Sex shops ask Fifth Circuit to strip Texas age limit on workers

(CN) - Sexually oriented businesses told a Fifth Circuit Court of Appeals panel Monday that a Texas law banning them from employing adults under age 21 violates their freedom of speech, arguing that a lower court erred in upholding the law as constitutional.

In his 2024 ruling, U.S. District Judge Robert Pitman of the Western District of Texas found that S.B. 315, a law passed in 2021 that aims to combat sex trafficking by raising the minimum age of employment at companies like strip clubs and adult bookstores, video stores and arcades, does not violate the First Amendment.

Pitman, a Barack Obama appointee, found that Texas had not shown that employees other than strip club dancers were vulnerable to trafficking, and thus "S.B. 315 plainly regulates more than necessary to stop sex trafficking, as it prohibits all employment of 18- to 20-year-olds at [sexually-oriented businesses]." However, Pitman held that non-dancer employees do not engage in First Amendment activities.

This finding was an error, J. Michael Murray, an attorney representing several sexually oriented businesses and a trade group for such companies that brought a challenge to the law, told the Fifth Circuit panel Monday. He argued that employees like bookstore clerks are necessary for the employer to disseminate its speech.
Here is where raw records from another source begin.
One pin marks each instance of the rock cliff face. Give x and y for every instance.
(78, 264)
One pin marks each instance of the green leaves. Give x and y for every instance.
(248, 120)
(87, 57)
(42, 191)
"The employees at adult bookstores, the managers, the clerks, personnel necessary to operate the business sell constitutionally protected videos and DVDs and magazines," Murray said. "They stock the shelves. They recommend material to the customer. They enable the customers to see the videos. That's all First Amendment-protected activity on the part of those employees."

U.S. Circuit Judge Catharina Haynes asked whether there is prior precedent that employees speaking for their employer is protected by the First Amendment. Murray pointed to cases where the Supreme Court ruled that store clerks could be prosecuted for selling obscene material.

"All speakers need other people to help them get their message across," Murray said. "Are we saying that, for example, a news broadcaster who simply on the six o'clock news reads what somebody else wrote, that he's not engaged in First Amendment activity?"

But Texas Assistant Solicitor General Benjamin Wallace Mendelson told the panel the law does not violate the First Amendment because it allows for other avenues for the same speech. Sexually oriented businesses can still operate while not employing people under 21, he argued, and 18- to 20-year-olds can still distribute sexual content as long as they don't do it as part of a sexually oriented business.

"Hundreds of pages of uncontested evidence show what is obvious: sexually oriented businesses run rampant with human trafficking, sexual abuse, commercial sex and other crimes," Mendelson said. "Raising the age of employment in those businesses to 21 is a modest attempt to solve those problems."

Senior U.S. Circuit Judge James Dennis and U.S. Circuit Judge Carl Stewart, both Bill Clinton appointees, joined Haynes, a George W. Bush appointee, on the panel.